Ali Fuat Yılmazer'in taşhiyecilerle ilgili raporu vermesinden 15 gün önce Fethullah Gülen, sohbetinde tahşiyecileri eleştirmişti. O konuşma için için tıklayın

O ZAMANA KADAR İHBAR YA DA ŞİKAYET YOKTU
Böylece soruşturma başladı ve büyütüldü" dedi. Dosyadan görebildiği kadarıyla soruşturmanın 2009 yılının eylül ayına kadar 'radikal Tahşiye grubu' ismiyle devam ettiğini, sonradan Tahşiye'nin tescilli bir marka olduğunun anlaşılması üzerine, 'radikal Mehmet Doğan grubu'na çevrildiğini aktaran Turan, "Hakkımızdaki ihbar mektubu da yine eylül ayında yazılmış, dosyayı güçlendirmek için. Çünkü ortada herhangi bir ihbar ve şikayet benzeri bir şey yokken bir soruşturma başlatılmış" diye konuştu. Dosyanın içini doldurmak için uydurma bir ihbar mektubunun yazıldığını ve 22 Ocak 2010'da saat 05.00'de gözaltına alındığını anlatan Turan, "Suç aleti olarak da iki tane ruhsatlı silahımı aldılar. Halen silahlarım adli emanettedir. Aynı gün bilmediğimiz bir evde bulunan bombaların üzerinde sanıklardan hiçbirinin parmak izi yoktu. Çıkan parmak izleri polislere aitti. Sonra da yok yere 17 ay hapis yattık" ifadesini de kullandı.
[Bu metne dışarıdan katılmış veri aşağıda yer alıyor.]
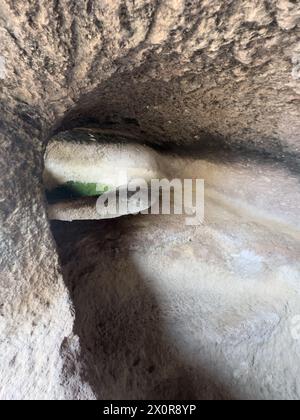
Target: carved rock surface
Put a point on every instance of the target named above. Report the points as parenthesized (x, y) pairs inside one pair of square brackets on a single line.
[(187, 75)]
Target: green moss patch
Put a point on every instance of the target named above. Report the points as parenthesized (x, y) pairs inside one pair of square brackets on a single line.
[(74, 190)]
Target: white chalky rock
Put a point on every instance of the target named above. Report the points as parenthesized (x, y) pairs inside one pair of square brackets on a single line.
[(91, 169)]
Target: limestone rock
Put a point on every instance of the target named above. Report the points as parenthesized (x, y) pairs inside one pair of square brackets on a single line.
[(185, 76)]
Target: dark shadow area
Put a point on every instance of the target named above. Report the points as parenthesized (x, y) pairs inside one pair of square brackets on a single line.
[(128, 108), (126, 351)]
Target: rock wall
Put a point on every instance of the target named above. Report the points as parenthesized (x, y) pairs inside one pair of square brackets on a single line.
[(187, 73)]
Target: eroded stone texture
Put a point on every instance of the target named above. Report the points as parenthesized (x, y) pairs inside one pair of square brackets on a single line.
[(180, 72)]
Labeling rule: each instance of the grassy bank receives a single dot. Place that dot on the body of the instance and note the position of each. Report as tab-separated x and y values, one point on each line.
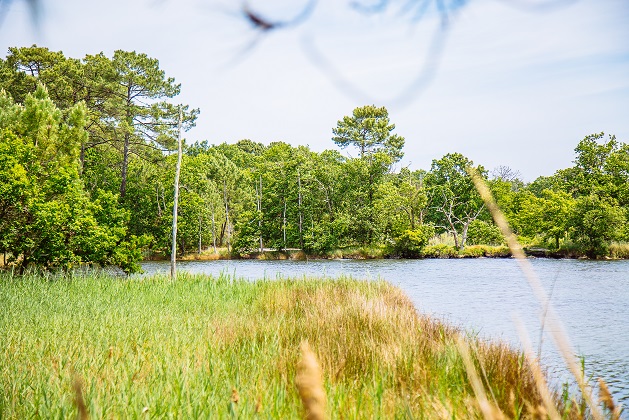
213	347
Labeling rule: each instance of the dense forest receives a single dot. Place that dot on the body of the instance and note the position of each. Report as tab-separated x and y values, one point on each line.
87	168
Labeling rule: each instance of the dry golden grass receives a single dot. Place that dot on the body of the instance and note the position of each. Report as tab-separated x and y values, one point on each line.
204	347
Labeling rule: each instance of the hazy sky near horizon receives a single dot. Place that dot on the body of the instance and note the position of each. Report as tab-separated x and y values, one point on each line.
513	83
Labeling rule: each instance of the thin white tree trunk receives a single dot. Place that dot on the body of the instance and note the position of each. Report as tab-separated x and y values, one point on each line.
173	252
260	215
301	238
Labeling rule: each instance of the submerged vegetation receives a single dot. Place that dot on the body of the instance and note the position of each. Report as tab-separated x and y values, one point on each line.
206	347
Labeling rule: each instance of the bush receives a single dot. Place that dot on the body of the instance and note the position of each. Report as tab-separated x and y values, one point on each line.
439	251
410	243
619	250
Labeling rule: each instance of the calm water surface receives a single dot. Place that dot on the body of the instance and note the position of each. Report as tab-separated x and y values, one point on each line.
484	295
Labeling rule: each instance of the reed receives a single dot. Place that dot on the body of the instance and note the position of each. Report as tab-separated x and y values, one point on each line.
217	347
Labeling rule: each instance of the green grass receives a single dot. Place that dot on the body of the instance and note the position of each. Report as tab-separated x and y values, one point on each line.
152	347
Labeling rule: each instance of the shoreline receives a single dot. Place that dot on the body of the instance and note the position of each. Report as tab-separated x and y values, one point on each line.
436	252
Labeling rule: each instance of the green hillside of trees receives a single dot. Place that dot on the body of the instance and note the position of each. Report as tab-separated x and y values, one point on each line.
87	170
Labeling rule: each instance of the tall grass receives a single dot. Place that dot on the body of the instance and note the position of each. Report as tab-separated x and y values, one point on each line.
215	347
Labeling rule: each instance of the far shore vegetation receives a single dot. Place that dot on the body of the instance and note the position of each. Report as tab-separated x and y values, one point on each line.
87	169
204	347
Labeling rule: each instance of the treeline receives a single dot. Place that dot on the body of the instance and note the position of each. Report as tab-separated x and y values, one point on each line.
87	169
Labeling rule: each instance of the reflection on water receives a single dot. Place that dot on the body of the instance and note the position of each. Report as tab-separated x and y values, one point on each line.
484	295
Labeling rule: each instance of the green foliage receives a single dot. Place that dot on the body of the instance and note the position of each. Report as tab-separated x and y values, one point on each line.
484	233
158	348
597	222
248	237
86	175
369	130
48	218
453	197
439	251
411	242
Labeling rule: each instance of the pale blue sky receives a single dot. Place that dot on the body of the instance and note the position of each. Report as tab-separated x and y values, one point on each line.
513	86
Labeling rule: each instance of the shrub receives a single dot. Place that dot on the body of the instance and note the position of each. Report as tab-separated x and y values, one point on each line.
410	243
619	250
483	233
439	251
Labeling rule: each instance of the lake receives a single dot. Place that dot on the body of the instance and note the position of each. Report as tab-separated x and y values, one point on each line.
485	295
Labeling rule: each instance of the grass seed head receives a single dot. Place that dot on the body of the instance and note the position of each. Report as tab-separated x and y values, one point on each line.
309	383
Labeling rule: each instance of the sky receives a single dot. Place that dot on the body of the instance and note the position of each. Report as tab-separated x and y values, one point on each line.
505	82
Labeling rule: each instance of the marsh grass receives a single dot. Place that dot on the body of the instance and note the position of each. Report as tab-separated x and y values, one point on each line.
153	347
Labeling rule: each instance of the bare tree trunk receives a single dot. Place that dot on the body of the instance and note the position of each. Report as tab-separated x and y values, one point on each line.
260	214
213	230
200	232
125	164
301	236
173	252
226	214
284	223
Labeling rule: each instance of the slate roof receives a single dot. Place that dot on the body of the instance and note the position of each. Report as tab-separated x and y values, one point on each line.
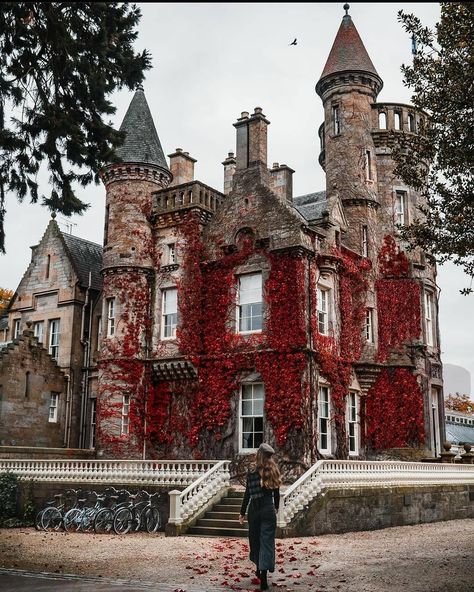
85	256
312	206
457	433
348	51
141	143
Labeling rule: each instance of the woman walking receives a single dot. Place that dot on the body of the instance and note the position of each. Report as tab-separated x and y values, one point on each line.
262	498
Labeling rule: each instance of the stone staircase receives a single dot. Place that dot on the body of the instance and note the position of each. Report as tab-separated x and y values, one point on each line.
222	519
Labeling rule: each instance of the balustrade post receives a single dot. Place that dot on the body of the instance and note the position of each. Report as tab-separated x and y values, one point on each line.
175	507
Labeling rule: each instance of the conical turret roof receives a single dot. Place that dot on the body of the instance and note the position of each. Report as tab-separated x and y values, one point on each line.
141	143
348	51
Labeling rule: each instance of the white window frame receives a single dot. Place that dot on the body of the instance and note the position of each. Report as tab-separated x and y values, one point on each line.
169	317
397	120
54	334
257	392
400	208
365	241
93	422
353	425
110	303
336	120
99	331
171	253
243	300
323	308
369	325
125	416
38	330
53	408
429	318
324	419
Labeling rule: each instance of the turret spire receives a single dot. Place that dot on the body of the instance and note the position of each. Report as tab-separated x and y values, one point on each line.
141	143
348	52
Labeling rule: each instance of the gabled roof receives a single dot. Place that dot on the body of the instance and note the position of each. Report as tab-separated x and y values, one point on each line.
348	52
86	257
312	206
141	143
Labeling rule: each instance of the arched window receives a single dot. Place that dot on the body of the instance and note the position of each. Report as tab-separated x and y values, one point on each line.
397	120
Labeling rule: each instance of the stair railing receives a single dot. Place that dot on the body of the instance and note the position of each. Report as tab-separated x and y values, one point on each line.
185	504
358	473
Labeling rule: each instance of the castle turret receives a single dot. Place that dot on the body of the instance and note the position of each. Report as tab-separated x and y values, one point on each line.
348	86
129	262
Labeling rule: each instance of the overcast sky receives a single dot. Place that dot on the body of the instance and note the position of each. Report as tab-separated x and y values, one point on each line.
213	61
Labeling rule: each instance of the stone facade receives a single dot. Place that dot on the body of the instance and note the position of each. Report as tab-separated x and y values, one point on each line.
248	314
32	395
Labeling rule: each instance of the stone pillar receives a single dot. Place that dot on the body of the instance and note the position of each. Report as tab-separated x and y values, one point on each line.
181	167
282	181
229	170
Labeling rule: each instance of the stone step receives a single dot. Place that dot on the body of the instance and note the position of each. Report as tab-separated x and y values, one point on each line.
222	515
217	531
211	522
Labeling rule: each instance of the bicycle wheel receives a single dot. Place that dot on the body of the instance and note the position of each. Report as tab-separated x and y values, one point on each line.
51	519
73	520
152	519
123	521
39	515
103	521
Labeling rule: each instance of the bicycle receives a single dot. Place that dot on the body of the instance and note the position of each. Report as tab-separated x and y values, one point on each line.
137	514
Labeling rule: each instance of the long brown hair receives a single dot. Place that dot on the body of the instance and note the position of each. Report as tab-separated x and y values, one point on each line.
268	469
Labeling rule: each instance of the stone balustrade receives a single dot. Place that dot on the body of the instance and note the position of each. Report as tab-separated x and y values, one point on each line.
341	474
137	472
187	503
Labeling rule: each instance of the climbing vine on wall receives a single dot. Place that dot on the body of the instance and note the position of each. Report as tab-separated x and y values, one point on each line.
398	301
394	410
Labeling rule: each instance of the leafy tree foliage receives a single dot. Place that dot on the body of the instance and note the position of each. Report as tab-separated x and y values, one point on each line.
459	402
59	61
5	297
439	160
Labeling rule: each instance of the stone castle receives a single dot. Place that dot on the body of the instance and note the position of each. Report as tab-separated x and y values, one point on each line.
211	321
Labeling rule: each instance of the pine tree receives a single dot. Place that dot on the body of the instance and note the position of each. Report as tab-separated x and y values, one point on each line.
439	160
59	61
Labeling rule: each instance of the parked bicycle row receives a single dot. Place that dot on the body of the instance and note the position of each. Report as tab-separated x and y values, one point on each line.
111	510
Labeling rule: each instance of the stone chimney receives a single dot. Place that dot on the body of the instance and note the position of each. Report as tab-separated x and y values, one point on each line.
181	167
282	181
229	170
251	139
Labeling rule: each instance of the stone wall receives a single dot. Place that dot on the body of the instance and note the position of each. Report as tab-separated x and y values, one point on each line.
355	509
28	377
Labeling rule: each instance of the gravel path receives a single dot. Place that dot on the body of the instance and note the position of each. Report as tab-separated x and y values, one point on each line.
435	557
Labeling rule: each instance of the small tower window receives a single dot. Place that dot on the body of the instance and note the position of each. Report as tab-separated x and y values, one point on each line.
368	165
397	120
336	120
365	241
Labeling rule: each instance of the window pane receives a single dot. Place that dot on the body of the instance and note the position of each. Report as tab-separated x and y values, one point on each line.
247	407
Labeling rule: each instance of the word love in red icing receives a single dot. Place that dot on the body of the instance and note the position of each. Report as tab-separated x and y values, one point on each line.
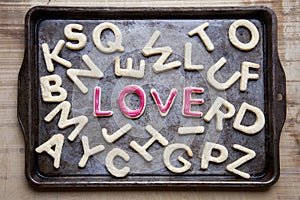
163	108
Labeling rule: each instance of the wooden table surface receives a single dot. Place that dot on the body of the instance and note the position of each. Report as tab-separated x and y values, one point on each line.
13	184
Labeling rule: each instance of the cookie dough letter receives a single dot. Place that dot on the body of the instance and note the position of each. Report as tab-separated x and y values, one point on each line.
188	101
207	157
235	41
110	164
211	76
97	102
250	154
250	129
112	46
57	141
156	136
168	152
133	114
49	89
87	152
75	36
53	56
65	108
165	52
215	110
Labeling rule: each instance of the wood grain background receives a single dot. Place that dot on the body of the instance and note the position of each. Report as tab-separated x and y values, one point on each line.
13	184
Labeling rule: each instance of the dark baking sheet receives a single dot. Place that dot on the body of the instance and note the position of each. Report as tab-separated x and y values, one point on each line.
46	25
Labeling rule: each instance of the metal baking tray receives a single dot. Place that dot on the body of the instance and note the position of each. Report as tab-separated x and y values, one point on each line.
169	29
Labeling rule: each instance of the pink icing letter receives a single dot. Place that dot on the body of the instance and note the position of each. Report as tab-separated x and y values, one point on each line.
97	103
125	110
164	109
188	101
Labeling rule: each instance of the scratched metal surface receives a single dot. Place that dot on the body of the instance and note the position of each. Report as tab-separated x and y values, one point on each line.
135	34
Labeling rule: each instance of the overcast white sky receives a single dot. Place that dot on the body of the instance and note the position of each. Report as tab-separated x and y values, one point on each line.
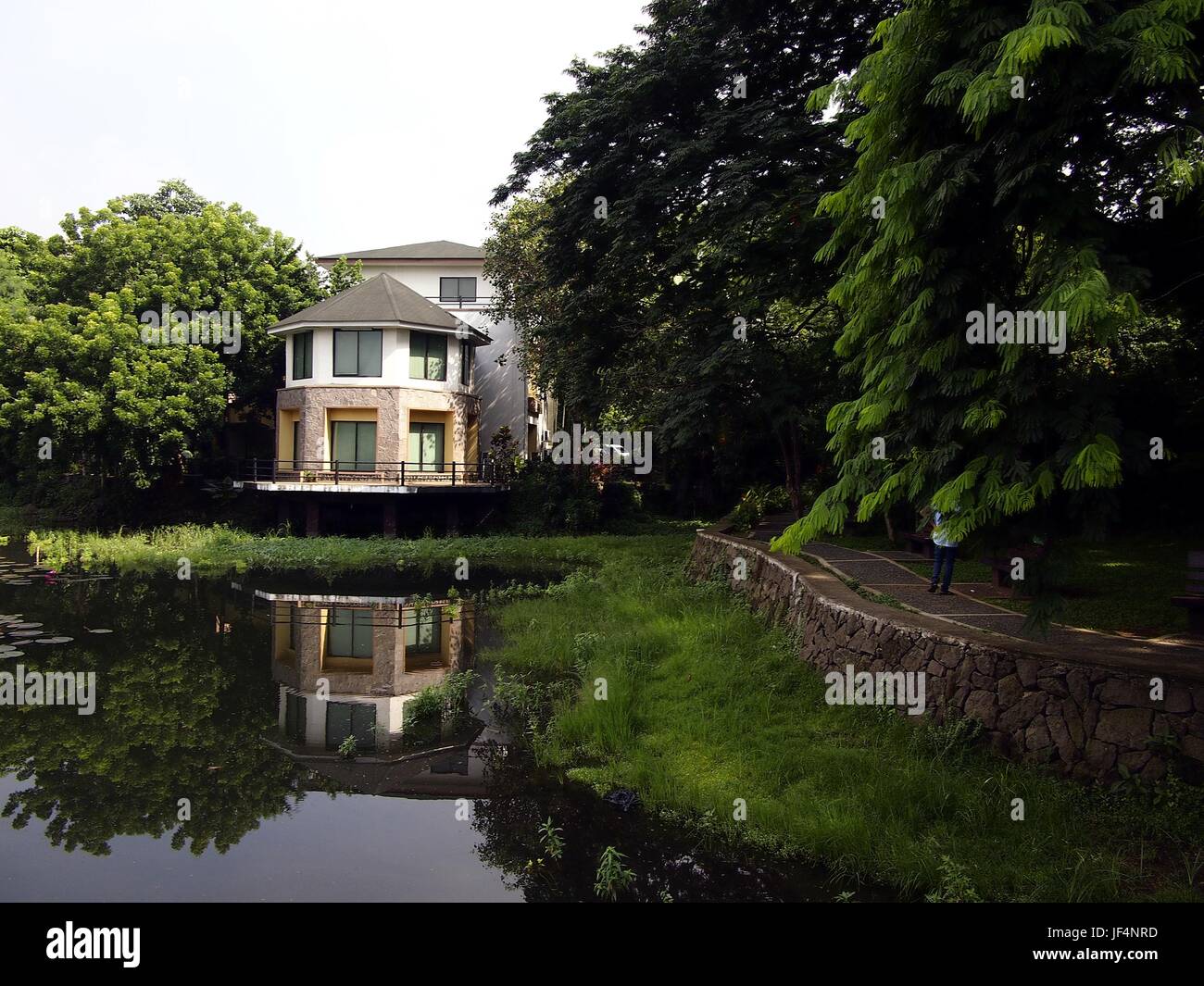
347	125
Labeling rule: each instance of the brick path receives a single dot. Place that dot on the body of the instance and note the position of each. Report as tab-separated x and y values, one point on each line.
970	604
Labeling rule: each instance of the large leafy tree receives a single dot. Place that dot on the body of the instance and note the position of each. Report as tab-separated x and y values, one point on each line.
710	167
119	412
1038	156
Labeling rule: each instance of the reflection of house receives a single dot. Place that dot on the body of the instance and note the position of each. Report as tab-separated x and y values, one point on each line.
349	665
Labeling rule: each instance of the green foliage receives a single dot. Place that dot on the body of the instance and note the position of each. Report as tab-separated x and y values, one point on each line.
1034	204
119	412
695	305
613	876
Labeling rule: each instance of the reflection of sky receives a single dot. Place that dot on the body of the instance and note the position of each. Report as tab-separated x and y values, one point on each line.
325	850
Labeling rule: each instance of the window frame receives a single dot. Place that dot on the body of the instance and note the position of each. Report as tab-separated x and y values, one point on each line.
468	353
425	339
359	352
306	354
458	296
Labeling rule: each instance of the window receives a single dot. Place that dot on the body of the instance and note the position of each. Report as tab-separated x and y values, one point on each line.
425	447
458	289
345	718
466	356
354	444
424	631
302	356
357	352
428	356
349	633
294	718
MEKTUPLAR İŞLEME KONULMADI
Mehmet Nuri Turan, Fethullah Gülen, medya organları, çalışanları ve dönemin sorumlularıyla ilgili yaptığı şikayet sürecini de "Söz konusu dava kapsamında, cezaevinde tutukluyken dönemin İstanbul Emniyet Müdürü Hüseyin Çapkın'a bir mektup yazdım. Mektup işleme konulmadı. Turan, "Çünkü o dönemde, 'mektup komisyonuna bakanların paralelci olduğu' söylendi bize. Daha sonra 2014 yılının ilkbahar aylarında, ben emniyete bir mail attım; 'böyle bir mektubumun olduğunu, neden takip edilmediğine' dair. Sonra emniyet beni davet etti. Ben de emniyette iki kere ifade verdim ve müşteki olduğumu söyledim. Emniyet, savcılık adına işlem yaptı. Doğrudan Gülen'den şikayetçi oldum. Emrini yerine getirenlerin tespit edilerek yargılanmasını istedim. Dönemin sorumlusu herkesten şikayetçiyim. O dönem yapılan yayınlarla ilgili şikayetçi oldum" sözleriyle anlattı. Turan, çağrılması halinde savcılığa gidip ifade verebileceğini de aktararak, "gizlisi saklısı" bulunmadığını söyledi.

3 POLİSİN PARMAK İZİ BOMBALARDA
Öte yandan Sabah gazetesi 14 Aralık operasyonunun en önemli dayanaklarından olan "Parmak İzi Raporu"na da ulaştı. Rapora göre, 22 Ocak 2010'da Tahşiyeci Cemaatine yönelik operasyonda yapılan aramada bulunduğu ileri sürülen 3 adet bombanın üzerinde, aramayı yapan 3 polis memuruna ait 9 parmak izi tespit edildi. İstanbul Emniyet Müdürlüğü Terörle Mücadele Şube Müdürlüğü'nün hazırladığı 17 Mart 2010 tarihli rapora göre; İstanbul Bahçelievler Şiyavuş Paşa Mahallesi Barbaros Caddesi 3'üncü Sokak'ta Turgut Yıldırım'a ait evde arama yapıldı. Aramada, üç adet el bombası ve çok sayıda mermi ele geçtiği ileri sürüldü.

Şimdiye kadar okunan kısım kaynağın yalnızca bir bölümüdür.